This play about people trapped in frightful conditions brims with poetry. A poem doesn't always need elegant words. In fact, the inelegant residents of Elysian Fields speak in the blunt, straight-forward idiom of common people. Only Blanche's manner of speaking soars above the ordinary. Figurative language gushes naturally from her lips. For example, she tells Mitch how life's joys have been extinguished: "And then the searchlight which had been turned on the world was turned off again and never for one moment since has there been any light that's stronger than this-kitchen-candle...."

Why did Williams give Blanche the gift of poetic speech? Yes, she's an English teacher, but perhaps he had other purposes. How does her eloquence affect her relationship with Stanley, for instance?


You also find poetic language, rich with imagery, in Williams' stage directions: "The houses [of New Orleans] are mostly white frame, weathered grey, with rickety outside stairs and galleries and quaintly ornamented gables." To help create the mood of the play, Williams prescribes the sound of a "tinny piano being played with the infatuated fluency of brown fingers." To give you a sense of the character, he calls Stanley a "gaudy seed bearer" and a "richly feathered male bird among hens." Blanche's uncertain manner, as well as her white clothes, suggest "a moth."

Apes, hens, a moth-Williams' images make up a menagerie. Why does the playwright repeatedly compare his characters to animals? Does Williams keep you mindful of the constant tension between man's civilized impulses and his beast-like instincts?

The playwright may also be highlighting the symbolic clash between Stanley and Blanche. To be sure, Stanley stands for primitivism. Blanche speaks up for civilization. May she also represent the romantic traditions of the past? Don't be satisfied with only those interpretations of Stanley and Blanche. Try to extract additional symbolic meanings in the conflict between the play's antagonists. For example, what can you make of the fact that one is a dreamer and pretender, the other a realist?
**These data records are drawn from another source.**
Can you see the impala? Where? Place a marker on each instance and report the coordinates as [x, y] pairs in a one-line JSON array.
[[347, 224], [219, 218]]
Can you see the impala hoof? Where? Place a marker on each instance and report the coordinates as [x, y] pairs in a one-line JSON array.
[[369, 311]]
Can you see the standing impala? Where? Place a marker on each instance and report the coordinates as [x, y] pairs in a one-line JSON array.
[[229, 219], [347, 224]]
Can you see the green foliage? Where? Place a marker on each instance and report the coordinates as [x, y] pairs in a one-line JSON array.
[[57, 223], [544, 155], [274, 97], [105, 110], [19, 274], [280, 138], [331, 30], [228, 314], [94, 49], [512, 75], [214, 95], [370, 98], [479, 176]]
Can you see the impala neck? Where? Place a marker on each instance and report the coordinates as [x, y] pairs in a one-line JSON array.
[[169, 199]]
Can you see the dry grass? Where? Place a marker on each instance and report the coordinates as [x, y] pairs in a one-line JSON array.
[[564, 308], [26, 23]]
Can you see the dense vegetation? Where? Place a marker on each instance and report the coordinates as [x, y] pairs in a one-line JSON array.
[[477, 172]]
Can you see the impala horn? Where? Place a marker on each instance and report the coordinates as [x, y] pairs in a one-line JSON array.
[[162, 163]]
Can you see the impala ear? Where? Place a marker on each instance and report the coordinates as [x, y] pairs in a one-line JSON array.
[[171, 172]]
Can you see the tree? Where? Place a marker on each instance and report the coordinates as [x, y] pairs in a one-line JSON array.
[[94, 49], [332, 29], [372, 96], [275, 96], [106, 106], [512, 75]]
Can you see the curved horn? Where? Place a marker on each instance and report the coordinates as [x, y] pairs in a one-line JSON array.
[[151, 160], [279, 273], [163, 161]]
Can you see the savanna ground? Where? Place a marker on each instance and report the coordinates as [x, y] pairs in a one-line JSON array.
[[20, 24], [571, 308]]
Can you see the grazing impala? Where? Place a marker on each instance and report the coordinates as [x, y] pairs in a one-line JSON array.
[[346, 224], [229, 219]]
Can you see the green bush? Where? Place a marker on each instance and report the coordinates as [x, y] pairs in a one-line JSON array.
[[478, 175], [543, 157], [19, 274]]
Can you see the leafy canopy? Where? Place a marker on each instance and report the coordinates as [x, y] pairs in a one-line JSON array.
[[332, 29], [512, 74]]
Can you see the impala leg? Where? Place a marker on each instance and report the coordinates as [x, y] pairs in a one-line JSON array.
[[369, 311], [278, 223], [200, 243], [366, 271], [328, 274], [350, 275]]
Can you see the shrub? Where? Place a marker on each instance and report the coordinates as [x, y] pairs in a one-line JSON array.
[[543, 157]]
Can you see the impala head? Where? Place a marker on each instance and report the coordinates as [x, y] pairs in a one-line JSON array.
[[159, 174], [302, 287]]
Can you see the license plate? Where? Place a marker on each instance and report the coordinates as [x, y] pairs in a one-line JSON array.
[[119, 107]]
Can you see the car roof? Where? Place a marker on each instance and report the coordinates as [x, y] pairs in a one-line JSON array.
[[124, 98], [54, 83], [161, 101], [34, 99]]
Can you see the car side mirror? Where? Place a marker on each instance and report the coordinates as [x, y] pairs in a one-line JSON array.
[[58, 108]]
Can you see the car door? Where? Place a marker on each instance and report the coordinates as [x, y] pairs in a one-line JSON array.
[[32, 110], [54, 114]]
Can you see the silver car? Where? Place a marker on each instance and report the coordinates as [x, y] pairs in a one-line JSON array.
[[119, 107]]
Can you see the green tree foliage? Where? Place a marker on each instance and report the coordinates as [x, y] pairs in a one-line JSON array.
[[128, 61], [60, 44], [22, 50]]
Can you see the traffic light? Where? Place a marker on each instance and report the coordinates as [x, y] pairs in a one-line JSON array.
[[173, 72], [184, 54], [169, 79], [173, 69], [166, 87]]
You're always sure to find carefully-chosen symbols in a Williams play. Even the names of people and places carry symbolic weight. The streetcars, "Desire" and "Cemetery," evoke among other things, Blanche's need for love and her fear of death. Other names reveal Williams' irony and humor: he assigns the name "Elysian Fields," a paradise in ancient mythology, to a cheerless street in modern New Orleans. "Blanche" means white, the color signifying purity. "Stella," the earthy sister, means star. And "Belle Reve," of course, means "beautiful dream."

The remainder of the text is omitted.